# 1. Data Resampling

The data is captured from the [bespoke Hubs Cloud Client](https://github.com/ayman/hubs/tree/hubs-cloud/src/systems/research) is sampled at the end user's frames per seconds.  This sampling rate data varies between users with different hardware capabilities.  To effectively analyse the data, it must first be resampled at a consistent rate.

We chose to organise the dataset into "frames" based on the datetime index using Pandas.  This notebook demonstrates how data from the Hubs logger is processed in preparation for analysis. 

The data released with this notebook has been modified for distribution as an open dataset.  The logging code produces a JSON file, which we have converted to CSV.  The CSV was also given simplified column names, columns not used for this analysis were removed, and any columns with personally identifying information were removed.

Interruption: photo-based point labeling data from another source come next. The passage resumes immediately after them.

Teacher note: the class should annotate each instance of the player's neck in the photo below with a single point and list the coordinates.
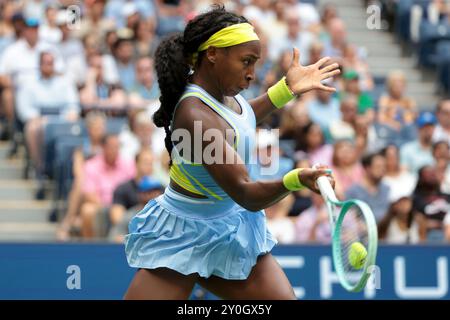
(208, 83)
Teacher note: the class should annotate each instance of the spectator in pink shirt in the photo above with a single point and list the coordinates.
(347, 170)
(103, 174)
(311, 140)
(313, 224)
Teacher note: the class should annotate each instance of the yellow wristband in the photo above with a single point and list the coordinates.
(280, 94)
(291, 180)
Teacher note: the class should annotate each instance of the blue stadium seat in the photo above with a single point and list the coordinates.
(53, 131)
(63, 167)
(443, 64)
(430, 36)
(116, 125)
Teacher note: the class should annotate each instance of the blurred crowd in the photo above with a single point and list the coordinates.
(94, 67)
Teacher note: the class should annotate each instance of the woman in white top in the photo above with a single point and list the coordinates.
(401, 224)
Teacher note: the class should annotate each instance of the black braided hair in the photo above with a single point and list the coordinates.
(172, 61)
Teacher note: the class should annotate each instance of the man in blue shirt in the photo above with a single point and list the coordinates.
(417, 153)
(371, 189)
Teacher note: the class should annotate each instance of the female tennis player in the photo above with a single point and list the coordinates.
(209, 225)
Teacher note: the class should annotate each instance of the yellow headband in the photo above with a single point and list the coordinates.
(229, 36)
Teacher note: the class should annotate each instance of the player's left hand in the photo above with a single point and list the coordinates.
(308, 177)
(301, 79)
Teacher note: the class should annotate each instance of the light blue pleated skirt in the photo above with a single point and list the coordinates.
(197, 236)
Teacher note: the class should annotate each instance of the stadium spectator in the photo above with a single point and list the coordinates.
(49, 31)
(416, 154)
(145, 41)
(34, 9)
(309, 16)
(279, 223)
(395, 109)
(170, 17)
(352, 86)
(99, 94)
(20, 64)
(311, 140)
(302, 198)
(324, 109)
(313, 224)
(123, 50)
(7, 32)
(328, 14)
(295, 37)
(442, 130)
(431, 203)
(78, 66)
(102, 174)
(351, 61)
(371, 189)
(117, 10)
(69, 46)
(125, 196)
(141, 134)
(96, 129)
(397, 177)
(441, 155)
(41, 101)
(93, 21)
(447, 226)
(352, 126)
(347, 169)
(402, 224)
(315, 52)
(147, 190)
(145, 91)
(344, 127)
(269, 162)
(334, 43)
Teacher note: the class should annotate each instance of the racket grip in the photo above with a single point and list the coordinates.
(326, 189)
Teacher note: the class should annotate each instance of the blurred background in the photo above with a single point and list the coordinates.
(80, 155)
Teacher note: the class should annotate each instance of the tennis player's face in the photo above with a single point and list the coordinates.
(235, 67)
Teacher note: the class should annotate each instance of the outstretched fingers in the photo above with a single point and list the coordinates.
(330, 74)
(322, 62)
(295, 57)
(329, 68)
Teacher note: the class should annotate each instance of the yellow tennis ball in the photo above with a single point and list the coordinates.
(357, 255)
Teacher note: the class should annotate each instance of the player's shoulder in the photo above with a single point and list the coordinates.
(192, 109)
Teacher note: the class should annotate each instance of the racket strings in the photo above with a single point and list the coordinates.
(353, 230)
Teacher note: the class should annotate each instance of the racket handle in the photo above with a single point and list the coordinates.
(325, 187)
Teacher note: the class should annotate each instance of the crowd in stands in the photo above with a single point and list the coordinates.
(80, 95)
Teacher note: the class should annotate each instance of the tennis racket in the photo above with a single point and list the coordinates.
(352, 224)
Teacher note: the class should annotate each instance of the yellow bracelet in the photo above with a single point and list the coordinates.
(291, 180)
(280, 94)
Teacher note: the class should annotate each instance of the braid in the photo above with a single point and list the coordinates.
(172, 61)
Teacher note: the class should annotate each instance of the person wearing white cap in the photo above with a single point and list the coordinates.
(402, 224)
(49, 31)
(417, 153)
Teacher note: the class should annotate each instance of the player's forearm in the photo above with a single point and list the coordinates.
(258, 195)
(262, 107)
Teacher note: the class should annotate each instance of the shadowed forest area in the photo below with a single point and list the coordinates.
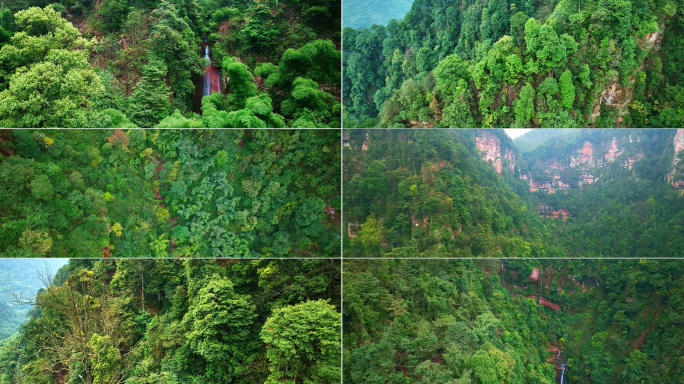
(170, 193)
(133, 63)
(475, 193)
(180, 321)
(513, 321)
(517, 64)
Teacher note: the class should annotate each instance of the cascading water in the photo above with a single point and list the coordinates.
(212, 76)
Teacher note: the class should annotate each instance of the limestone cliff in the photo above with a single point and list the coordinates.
(490, 147)
(676, 175)
(582, 165)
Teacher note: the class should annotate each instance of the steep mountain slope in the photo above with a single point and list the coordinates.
(133, 63)
(428, 193)
(518, 63)
(472, 193)
(159, 193)
(363, 14)
(513, 321)
(20, 278)
(150, 321)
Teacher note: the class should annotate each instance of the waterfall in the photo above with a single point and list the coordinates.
(212, 76)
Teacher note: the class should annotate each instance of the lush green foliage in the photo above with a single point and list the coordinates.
(133, 63)
(17, 279)
(479, 321)
(428, 193)
(363, 14)
(518, 63)
(172, 321)
(158, 193)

## Using this Notebook, Code, or Data
This notebook and all of the resources included here are released on a [Mozilla Public License 2.0](https://www.mozilla.org/en-US/MPL/2.0/).  The data is released under [CC-BY-NC-SA 4.0](https://creativecommons.org/licenses/by-nc-sa/4.0/).  To cite the paper, the bespoke logging client, the dataset, or this notebook please see the [README.md](https://github.com/ayman/hubs-research-2021/blob/main/README.md) or the [DOI in the ACM Digital Library](https://doi.org/10.1145/3411764.3445729).

In [1]:
import datetime
import matplotlib.pyplot as plt
import numpy as np
import os
import pandas as pd
import pytz
import seaborn as sn

The dataset provided with this example has already been assigned usable names for columns and removed all unused columns. Columns, like `display_name`, have been removed for anonymisation. The raw data from the updated logging code will have different column names and more columns than seen here. For reference, here is our format.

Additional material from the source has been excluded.